На следующей неделе этот случай был представлен на нашей еженедельной конференции по заболеваемости и смертности, на которой мы обсуждаем любые осложнения, произошедшие во время или после операции. Обычно хирург или его ассистент кратко озвучивает информацию о пациенте, описывает сложившуюся ситуацию и рассматривает похожие случаи в современной литературе. Такие конференции – старая хирургическая традиция. В эти дни собрания проходят гораздо спокойнее и доброжелательнее, чем 25 лет назад. Конференции позволяют открыто и честно описать нашим коллегам-хирургам, интернам и резидентам любые осложнения или причину смерти пациента во время или после операции. После того, как хирург или его ассистент изложат факты и свои выводы, коллеги делятся своим мнением, комментариями и предложениями, что можно и нужно было сделать. Чтобы избежать повторения таких ситуаций в будущем, мы часто делим возникшие проблемы на технические ошибки, ложные выводы, неправильный диагноз или несвоевременность его установления. Это важный образовательный момент, который позволяет всем присутствующим извлечь уроки и улучшить помощь пациентам.

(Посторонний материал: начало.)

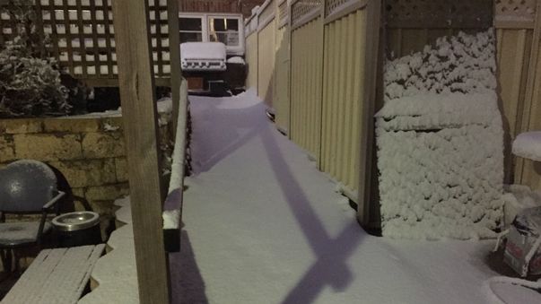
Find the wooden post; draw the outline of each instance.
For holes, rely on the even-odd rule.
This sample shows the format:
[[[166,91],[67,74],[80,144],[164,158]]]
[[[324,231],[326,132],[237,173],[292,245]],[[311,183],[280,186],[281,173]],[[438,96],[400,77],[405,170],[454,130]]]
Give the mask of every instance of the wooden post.
[[[146,0],[114,0],[115,39],[140,303],[168,303],[157,111]]]
[[[380,24],[381,13],[381,0],[369,0],[367,6],[366,22],[366,55],[364,58],[366,74],[364,76],[364,96],[361,107],[361,146],[359,168],[359,198],[357,206],[357,220],[362,226],[371,223],[370,210],[376,202],[371,202],[371,178],[375,178],[373,172],[372,155],[373,146],[376,144],[374,138],[374,112],[376,104],[376,86],[378,79],[379,52],[380,48]]]
[[[180,100],[180,37],[179,32],[179,0],[167,0],[167,15],[169,26],[170,65],[171,71],[171,99],[173,101],[173,138],[177,132],[177,117],[179,117],[179,102]]]

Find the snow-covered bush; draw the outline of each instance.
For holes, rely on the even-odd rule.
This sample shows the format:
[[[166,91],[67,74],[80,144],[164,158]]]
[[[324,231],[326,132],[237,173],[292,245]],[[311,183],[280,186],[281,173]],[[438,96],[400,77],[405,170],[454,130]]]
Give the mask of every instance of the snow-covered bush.
[[[43,56],[32,22],[31,0],[10,1],[15,36],[0,50],[0,117],[68,114],[68,90],[51,58]]]
[[[389,61],[376,115],[384,236],[484,239],[502,223],[493,30]]]

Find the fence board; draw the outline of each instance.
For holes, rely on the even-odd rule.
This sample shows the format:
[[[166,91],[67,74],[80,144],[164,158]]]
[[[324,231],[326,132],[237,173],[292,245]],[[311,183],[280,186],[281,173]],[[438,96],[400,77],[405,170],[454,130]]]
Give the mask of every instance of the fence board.
[[[318,17],[292,31],[291,139],[319,159],[323,19]]]
[[[274,3],[274,2],[273,2]],[[269,4],[267,10],[272,9]],[[275,79],[275,22],[273,20],[257,31],[257,96],[273,106]]]
[[[248,77],[246,87],[253,88],[257,92],[257,61],[258,51],[257,32],[253,32],[246,38],[246,64],[248,65]]]
[[[325,25],[321,169],[355,193],[358,187],[360,113],[364,91],[366,11]],[[355,195],[352,195],[355,196]],[[357,200],[357,197],[352,197]]]
[[[289,27],[284,26],[276,30],[276,59],[275,64],[275,93],[273,104],[277,127],[284,133],[289,133],[290,124],[290,59],[289,59]]]

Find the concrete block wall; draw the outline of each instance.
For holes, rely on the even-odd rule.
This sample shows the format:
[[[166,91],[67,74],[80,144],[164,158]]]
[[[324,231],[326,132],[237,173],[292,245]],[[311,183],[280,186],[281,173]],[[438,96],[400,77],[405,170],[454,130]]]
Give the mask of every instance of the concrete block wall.
[[[160,121],[168,121],[167,115],[161,114]],[[168,126],[161,125],[161,146],[168,150],[171,146]],[[114,215],[113,202],[129,193],[119,115],[1,119],[0,167],[21,159],[58,169],[74,194],[85,197],[100,214],[102,230]]]

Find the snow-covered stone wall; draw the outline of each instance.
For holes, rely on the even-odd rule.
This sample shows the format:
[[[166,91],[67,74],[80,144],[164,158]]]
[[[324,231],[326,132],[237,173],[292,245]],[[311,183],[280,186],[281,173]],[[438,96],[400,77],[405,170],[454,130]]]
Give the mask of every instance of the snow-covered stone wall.
[[[170,146],[167,125],[170,110],[161,112],[161,121],[165,122],[161,123],[161,145]],[[113,217],[114,200],[129,192],[120,112],[1,119],[0,135],[0,167],[16,160],[32,159],[57,168],[65,176],[74,194],[85,197],[100,213],[102,229]],[[18,220],[24,219],[8,219]]]
[[[441,38],[389,61],[376,115],[384,236],[494,236],[502,224],[503,130],[494,38]]]

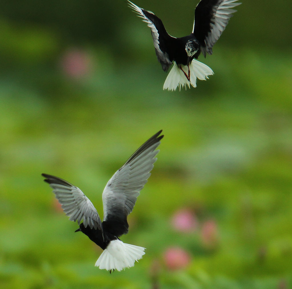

Мой ассистент кратко, но обстоятельно представил случай, показав снимки опухоли, нормальные предоперационные анализы крови и ЭКГ пациента. Он также устно описал ход операции и чем она закончилась. После того, как ассистент закончил, в комнате воцарилась тишина. У коллег не нашлось ни единого замечания. Один из хирургов повернулся ко мне, угрюмо сидящему на заднем ряду, и сказал: «Я знаю, что это мучает тебя, но иногда случаются вещи, которые ты не в силах предсказать или изменить. У этого человека не было никаких симптомов, предупреждающих о критическом поражении коронарной артерии. Очевидных причин, почему это произошло именно во время операции, не найти».
Подобные конференции могут быть как наказанием для хирурга, так и его спасением. Но на меня, к сожалению, не подействовало даже сочувствие коллег. Никто из нас не мог обнаружить техническую ошибку, неисправность оборудования, упущение в предоперационном обследовании или неправильные выводы. Случилось то, что случилось. В хирургической научной литературе все статьи относительно методов лечения неизбежно включают список или таблицу с показателями осложнений и смертности. Вот почему для некоторых хирургов такие ситуации – это лишь статистическое событие, суровая и бесчувственная вероятность. Тем не менее не надо забывать, что это не просто цифры или проценты, а катастрофа, которая затрагивает пациента, его семью и всю хирургическую команду. В конечном счете после нескольких дней мучений я понял, что мне нужно принять и пережить свой страх и позволить себе исцелиться с течением времени.